Technical people want to build great things - They want to build great products that solve seemingly intractable problems. If you are able to provide this constant stream of challenges, you can keep your technical team motivated and happy.
2) Technical people want to work with other technical people
If you look at the best places to work that attract the smartest engineers - Think about Google, Microsoft, Facebook - they all are filled with technical people at the top. Technical people want to work with other technical people, preferably those that are smarter than themselves. Technology is a fast-moving game, and unless they are in the company of really smart people where they can learn and innovate constantly, technical people risk becoming outdated very quickly. Learning new things on the job is probably #1 or #2 in the priority list of smart engineers.
This can be a bit of a chicken-and-egg problem for startups that want to build out a technical team.
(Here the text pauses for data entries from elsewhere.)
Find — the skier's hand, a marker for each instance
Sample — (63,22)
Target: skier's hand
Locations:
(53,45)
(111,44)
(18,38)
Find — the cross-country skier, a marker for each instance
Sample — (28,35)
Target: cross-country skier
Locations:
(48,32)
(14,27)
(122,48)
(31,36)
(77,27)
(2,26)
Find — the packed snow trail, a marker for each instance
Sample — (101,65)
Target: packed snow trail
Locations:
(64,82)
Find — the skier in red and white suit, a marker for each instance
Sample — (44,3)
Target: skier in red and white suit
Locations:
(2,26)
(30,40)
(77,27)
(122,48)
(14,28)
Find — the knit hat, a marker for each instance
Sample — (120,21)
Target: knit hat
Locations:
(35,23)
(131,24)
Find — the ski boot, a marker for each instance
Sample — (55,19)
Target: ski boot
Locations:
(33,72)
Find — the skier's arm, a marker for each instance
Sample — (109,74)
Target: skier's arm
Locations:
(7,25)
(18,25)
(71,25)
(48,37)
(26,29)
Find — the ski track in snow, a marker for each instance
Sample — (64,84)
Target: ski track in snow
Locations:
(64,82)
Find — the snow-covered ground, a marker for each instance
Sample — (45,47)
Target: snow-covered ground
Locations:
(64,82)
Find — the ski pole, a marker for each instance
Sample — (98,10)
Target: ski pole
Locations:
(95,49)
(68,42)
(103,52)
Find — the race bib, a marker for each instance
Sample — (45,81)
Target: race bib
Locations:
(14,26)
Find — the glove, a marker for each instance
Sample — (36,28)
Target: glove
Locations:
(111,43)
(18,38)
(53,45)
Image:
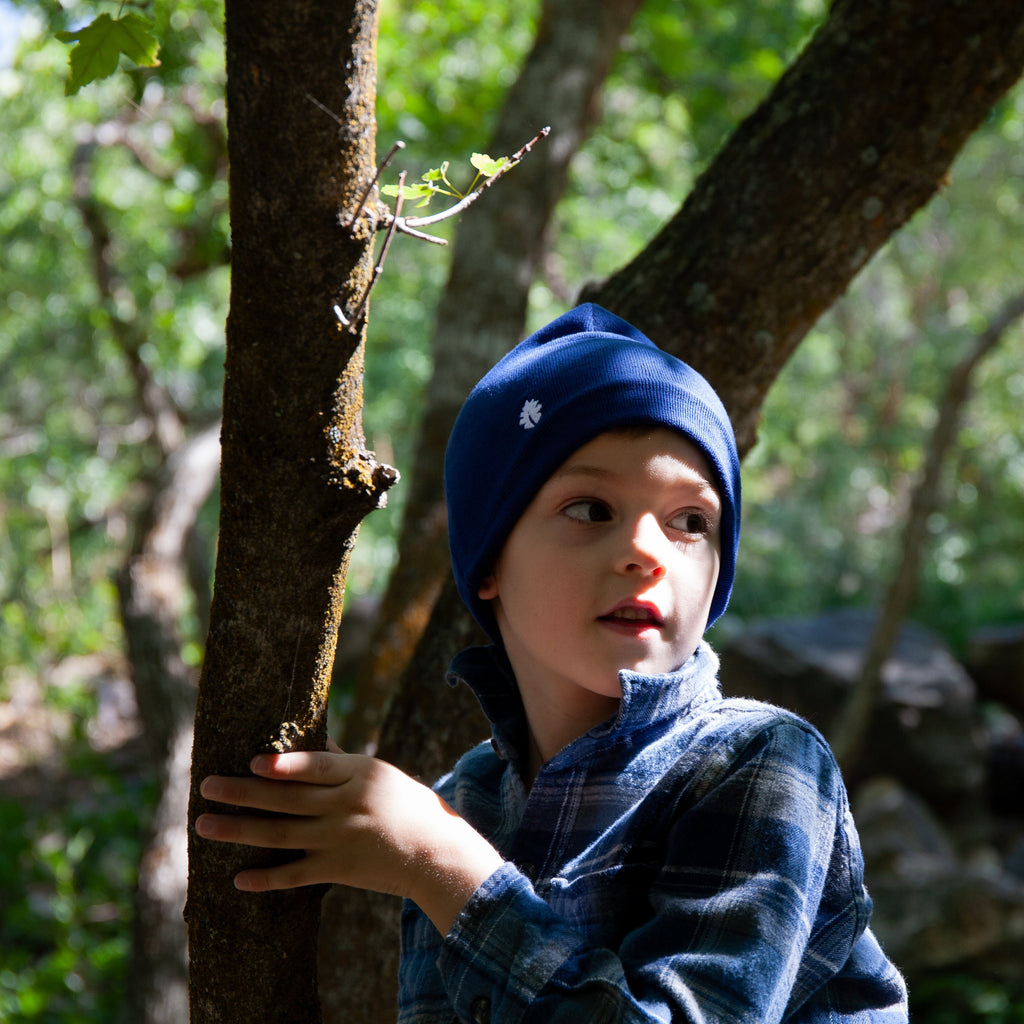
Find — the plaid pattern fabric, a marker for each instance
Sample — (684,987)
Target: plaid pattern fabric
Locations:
(692,859)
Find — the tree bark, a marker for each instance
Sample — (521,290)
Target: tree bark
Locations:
(483,307)
(857,135)
(295,478)
(850,730)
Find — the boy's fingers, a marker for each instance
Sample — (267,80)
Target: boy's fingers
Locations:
(266,796)
(316,767)
(271,834)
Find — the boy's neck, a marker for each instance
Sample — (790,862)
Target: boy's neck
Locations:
(553,724)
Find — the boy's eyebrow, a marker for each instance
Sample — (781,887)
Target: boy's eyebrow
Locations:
(600,472)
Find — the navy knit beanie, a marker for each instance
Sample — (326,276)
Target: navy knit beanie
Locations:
(585,373)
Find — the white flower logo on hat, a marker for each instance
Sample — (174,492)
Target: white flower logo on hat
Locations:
(530,414)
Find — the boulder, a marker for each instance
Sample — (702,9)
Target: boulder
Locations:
(934,908)
(927,730)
Your best bet is to either hire a group of smart people together that like working together, or hire someone really respected in the tech circles, and give them freedom to build out the team.
3) Freedom to experiment
Google's now-famous 20% time is a fantastic recruiting tool. Basically, any engineer at Google is able to spend 1 day a week working on a problem of their choice. What this does is allows smart engineers to explore areas of interest, trying out solutions and testing out hypothesis. This creative freedom is absolutely essential for your engineering team.
Unless they are able to experiment, try out new things and test what works, your technical team is going to get bored very quickly. You cannot have a relationship where you tell them what to do and expect them to do it just so. Instead, try to frame it in terms of what outcomes you are looking for and what problems you want solved, and leave it to the creativity and ingenuity of your technical team to come up with a solution. Since they understand the technology far better than you, they are much more likely to come up with a highly optimized solution that just works.
The bottom line
Mark Zuckerberg believes that great technical teams can produce 100x the output of mediocre ones, and he's right. But building such a highly motivated technical team requires a lot of patience and effort, and you need to understand what motivates them and what hinders them. Spending the time and effort to communicate effectively and learning how to work with your technical team can provide a massive boost to your startup, and that might make all the difference.